I love all of these for different reasons. Also, love the hole-y wall in #1!!! Already thinking up project ideas using that one.
@Zepper, I think the horizontal one is based more on old hydrotherapy ideas. I was in a Japanese-style bath/ spa where they had pulsating waterfall heads like that, and you sat on a stone plinth under the stream.. It's a form of massage.
The Loop is a gorgeous design. I live in California, however, where water is always to be used carefully. So I look at all of these and think "waste".
Wasteful, and not that new. Do an image search for "needle bath" to see showers from a century ago with a similar concept.
What a colossal waste of water.
Polly S, mcbfly - How do you know it's wasteful? A lot of showers these days are designed with sustainability in mind.
I agree with MCBFLY and POLLY S. Even if these showers are sustainable in themselves, which I doubt, they encourage long and water wasting showers. Definitely not for me.
I have a friend that removed an arced multi head shower during their bathroom renovation. It was there when they bought the house, and they hated it with a passion. Apparently, because of city ordinances, there was just no way to get the pressure needed for it to be effective. They had to take longer showers and most of the water spraying from the sides wasn't even making it to their bodies, just going down the drain.
The loop looks like fun, but the horizontal looks more annoying than massage-like (think Chinese water torture). Between the water waste and space required for these alternative showers, however, I think both are a fail. Perhaps these would have gone over more in the decadent 80s, but consumers are a little more resource savvy these days.

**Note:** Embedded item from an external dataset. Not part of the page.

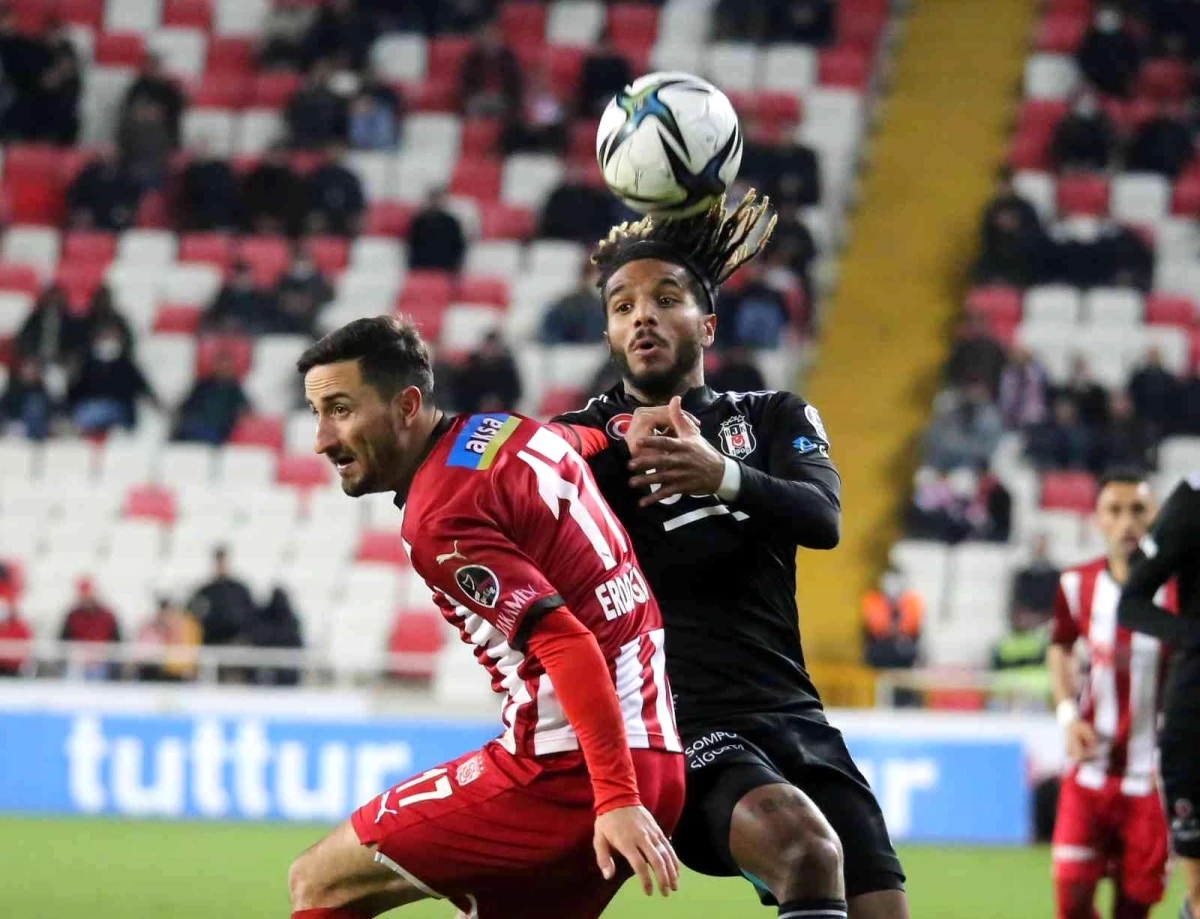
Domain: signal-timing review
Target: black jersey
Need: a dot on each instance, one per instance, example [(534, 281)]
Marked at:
[(1171, 548), (725, 574)]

Yes, I think these both fall into the category of "luxury hotel novelty" rather than something that would be put in a house.
The loop. I want. But I can't see incorporating it into my bath design. Need a new house. That's all there is to it.
On one hand I'm lusting over these. On the other, the environmentalist in me is cringing.
I can see where they could be set up with a water saving recirculation cycle to get the spa effect - no worse for "wallowing in your own whatever" than a bath but with a different feeling. A bit more energy wasted for reheating the water to keep it at a constant temperature and moving through the system though. Then you could have just one shower head deliver water for the actual cleaning part. You could probably have options that let you use one jet only for a quicker cleaning cycle, even time it. You could have a Navy shower cycle (on to get wet, off while soaping, on again for rinse). A people washing machine?